Jackson Hole Art Auction
With strong wildlife and historic pieces, the Jackson Hole Art Auction soars to more than $8.4 million in sales.
Jackson Hole, WY
Records are meticulously kept for almost every auction that takes place in America, everything from estimates to hammer prices to price per square inch and much more. One thing that is not tracked is subject matter, which means we can’t definitively say Norman Rockwell’s painting of John Wayne holds the record for a work depicting the famous movie star, but it is certainly likely.
The painting sold for $1,496,000, just a hair’s width below the $1.5 million high estimate, during the second session of the Jackson Hole Art Auction on September 15 in Wyoming. The auction, which realized more than $8.4 million, closed out the popular Jackson Hole Fall Arts Festival. Rockwell, whose own auction record was set in 2013 at $46 million, was commissioned to paint Wayne in 1973. The actor sat for him in his studio in Stockbridge, Massachusetts.
Other top lots were Arthur Fitzwilliam Tait’s sporting image A Slight Chance (est. $400/600,000) that sold for $456,300, John Clymer’s Territorial Dispute (est. $150/250,000) that soared to $339,300, and Thomas Hart Benton’s Study for the Pathfinder (est. $175/225,000) that finished at $239,850. Thomas Moran’s work on paper Laguna, New Mexico Looking from the East had intense bidding which drove the final price to $339,300, nearly triple the high estimate of $125,000.
“The energy in the room this year was very positive,” says auction coordinator Madison Webb. “We had active bidding from the floor, phones, absentee and two competing online platforms—which led to a number of exciting bidding wars and ultimately recordbreaking prices.”
In addition to the major historic works, wildlife also had a strong showing with important pieces by Clymer, David Shepherd,
Carl Rungius, Wilhelm Kuhnert and Ken Carlson all finding bidders.
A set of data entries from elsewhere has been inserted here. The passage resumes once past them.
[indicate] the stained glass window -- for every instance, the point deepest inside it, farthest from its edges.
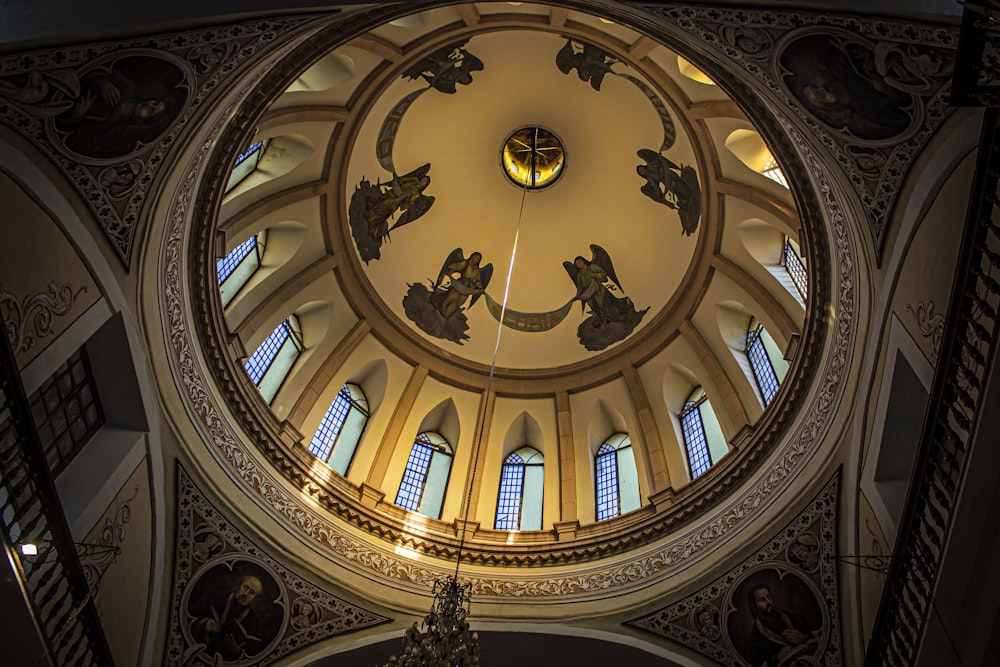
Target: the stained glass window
(426, 475)
(760, 363)
(519, 501)
(340, 430)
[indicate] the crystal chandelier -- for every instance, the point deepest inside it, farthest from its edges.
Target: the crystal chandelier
(443, 638)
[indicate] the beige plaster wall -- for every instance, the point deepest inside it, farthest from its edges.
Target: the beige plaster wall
(44, 286)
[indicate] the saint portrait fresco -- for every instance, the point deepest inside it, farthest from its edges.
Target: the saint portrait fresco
(775, 619)
(234, 610)
(118, 105)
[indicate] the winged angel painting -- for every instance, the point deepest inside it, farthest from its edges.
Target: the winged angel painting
(373, 205)
(612, 317)
(439, 311)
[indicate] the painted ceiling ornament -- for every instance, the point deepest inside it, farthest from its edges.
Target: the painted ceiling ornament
(673, 186)
(438, 311)
(593, 63)
(612, 318)
(373, 206)
(443, 70)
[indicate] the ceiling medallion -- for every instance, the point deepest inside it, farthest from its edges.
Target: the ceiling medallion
(533, 158)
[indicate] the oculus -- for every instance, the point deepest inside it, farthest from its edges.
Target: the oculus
(533, 158)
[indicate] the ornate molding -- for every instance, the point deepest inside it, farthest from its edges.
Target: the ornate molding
(180, 267)
(930, 324)
(53, 98)
(102, 554)
(891, 63)
(31, 318)
(798, 566)
(211, 624)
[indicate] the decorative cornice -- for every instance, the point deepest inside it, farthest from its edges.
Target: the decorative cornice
(182, 271)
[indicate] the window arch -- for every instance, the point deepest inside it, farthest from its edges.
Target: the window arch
(519, 501)
(246, 163)
(426, 476)
(270, 363)
(703, 439)
(759, 350)
(749, 147)
(340, 430)
(616, 478)
(236, 268)
(795, 267)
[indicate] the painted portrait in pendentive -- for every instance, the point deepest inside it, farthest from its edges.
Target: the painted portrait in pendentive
(125, 101)
(836, 79)
(234, 609)
(775, 618)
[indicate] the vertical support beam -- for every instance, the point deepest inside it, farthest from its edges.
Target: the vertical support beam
(650, 432)
(734, 413)
(376, 476)
(477, 460)
(567, 459)
(307, 399)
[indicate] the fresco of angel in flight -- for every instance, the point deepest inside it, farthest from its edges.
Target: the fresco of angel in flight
(440, 310)
(612, 317)
(373, 206)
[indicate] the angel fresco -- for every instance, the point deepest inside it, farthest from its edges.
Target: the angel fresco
(372, 206)
(612, 318)
(591, 63)
(444, 69)
(439, 311)
(673, 186)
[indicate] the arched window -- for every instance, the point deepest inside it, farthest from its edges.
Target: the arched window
(246, 163)
(340, 430)
(760, 361)
(269, 365)
(703, 438)
(795, 267)
(426, 476)
(519, 502)
(235, 269)
(617, 482)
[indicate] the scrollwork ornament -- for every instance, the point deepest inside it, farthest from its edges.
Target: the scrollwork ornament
(30, 319)
(930, 324)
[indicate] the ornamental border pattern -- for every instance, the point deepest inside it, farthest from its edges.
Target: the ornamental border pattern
(878, 201)
(195, 556)
(209, 55)
(241, 462)
(674, 622)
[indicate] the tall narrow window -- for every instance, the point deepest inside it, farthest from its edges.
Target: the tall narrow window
(269, 365)
(795, 268)
(426, 476)
(519, 502)
(236, 268)
(246, 164)
(66, 411)
(703, 438)
(616, 478)
(339, 432)
(760, 362)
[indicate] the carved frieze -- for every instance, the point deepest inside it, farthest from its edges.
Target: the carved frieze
(232, 604)
(779, 606)
(871, 90)
(108, 113)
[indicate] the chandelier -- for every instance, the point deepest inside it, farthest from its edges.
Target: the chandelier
(443, 638)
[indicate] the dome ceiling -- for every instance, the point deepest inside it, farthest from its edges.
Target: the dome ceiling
(426, 189)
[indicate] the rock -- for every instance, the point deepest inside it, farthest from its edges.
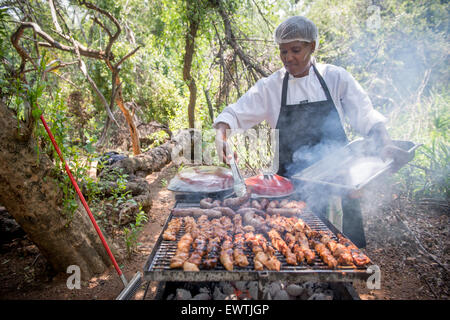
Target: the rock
(227, 288)
(320, 296)
(170, 296)
(9, 228)
(204, 290)
(183, 294)
(218, 295)
(241, 285)
(329, 293)
(294, 290)
(281, 295)
(30, 250)
(202, 296)
(274, 287)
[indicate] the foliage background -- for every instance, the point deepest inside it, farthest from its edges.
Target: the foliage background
(398, 51)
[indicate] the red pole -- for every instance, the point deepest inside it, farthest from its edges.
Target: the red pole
(74, 183)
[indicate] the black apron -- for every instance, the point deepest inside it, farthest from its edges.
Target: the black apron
(307, 132)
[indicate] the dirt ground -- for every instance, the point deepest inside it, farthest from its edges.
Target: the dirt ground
(408, 242)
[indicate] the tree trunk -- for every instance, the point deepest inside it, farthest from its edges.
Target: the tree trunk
(30, 191)
(129, 119)
(188, 55)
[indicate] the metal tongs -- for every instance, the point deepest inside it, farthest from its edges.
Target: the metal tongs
(239, 187)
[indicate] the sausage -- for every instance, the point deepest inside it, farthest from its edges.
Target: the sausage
(264, 202)
(226, 211)
(283, 203)
(243, 211)
(256, 205)
(273, 204)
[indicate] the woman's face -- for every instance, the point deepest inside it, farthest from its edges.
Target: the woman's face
(296, 57)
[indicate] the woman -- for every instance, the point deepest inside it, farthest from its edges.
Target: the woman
(307, 102)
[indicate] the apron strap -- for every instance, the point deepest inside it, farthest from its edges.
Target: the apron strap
(322, 83)
(319, 76)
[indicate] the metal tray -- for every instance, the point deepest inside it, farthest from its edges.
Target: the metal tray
(157, 266)
(351, 168)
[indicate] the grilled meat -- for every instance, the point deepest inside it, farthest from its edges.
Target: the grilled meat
(359, 258)
(172, 229)
(324, 254)
(226, 255)
(182, 253)
(282, 247)
(238, 254)
(212, 253)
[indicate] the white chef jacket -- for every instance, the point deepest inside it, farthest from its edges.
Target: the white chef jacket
(263, 100)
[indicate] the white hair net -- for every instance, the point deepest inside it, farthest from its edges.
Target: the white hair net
(296, 28)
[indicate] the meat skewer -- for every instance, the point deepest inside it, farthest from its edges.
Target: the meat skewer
(303, 245)
(339, 251)
(238, 254)
(212, 255)
(172, 229)
(196, 256)
(263, 254)
(226, 255)
(182, 253)
(282, 247)
(324, 254)
(359, 258)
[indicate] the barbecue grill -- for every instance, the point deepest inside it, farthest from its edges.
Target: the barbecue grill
(157, 267)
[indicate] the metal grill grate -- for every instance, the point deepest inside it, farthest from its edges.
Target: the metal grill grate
(158, 264)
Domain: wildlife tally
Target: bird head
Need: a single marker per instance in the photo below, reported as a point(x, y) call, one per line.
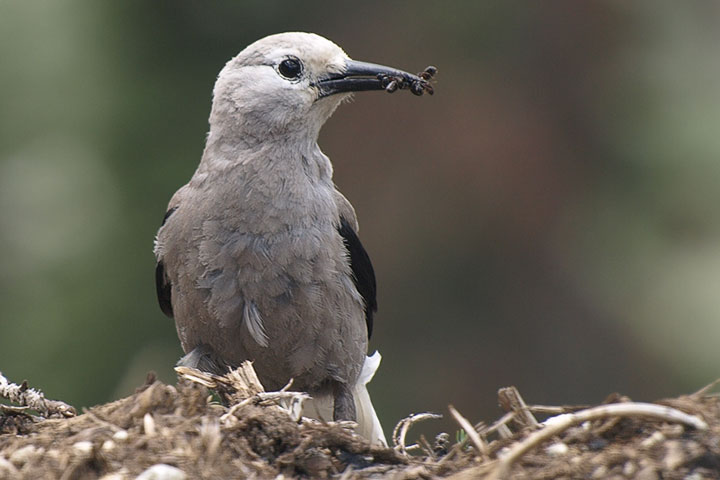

Kuhn’s Basic Training, a painting of a mountain lion and cub, sold for $175,500, well over the $120,000 high estimate.
“Both sessions saw a number of exciting sleeper hits, with Jerry Jordan’s Spirit Welcome bringing $55,575, over its estimate of $10,000 to $15,000, and Charles Wysocki’s Melodramas in the Mist exceeding its $8,000 to $12,000 estimate with a sale price of $46,800 nearly four times the high estimate,” Webb says. “The 2018 sale set 15 new world auction records, including overall sales price records for both Jordan and Wysocki, as well as a price-per-square-inch record for Conrad Schwiering with Touch of Spring, which sold for a record breaking $26,325, significantly above its $5,000 to $7,000 estimate.”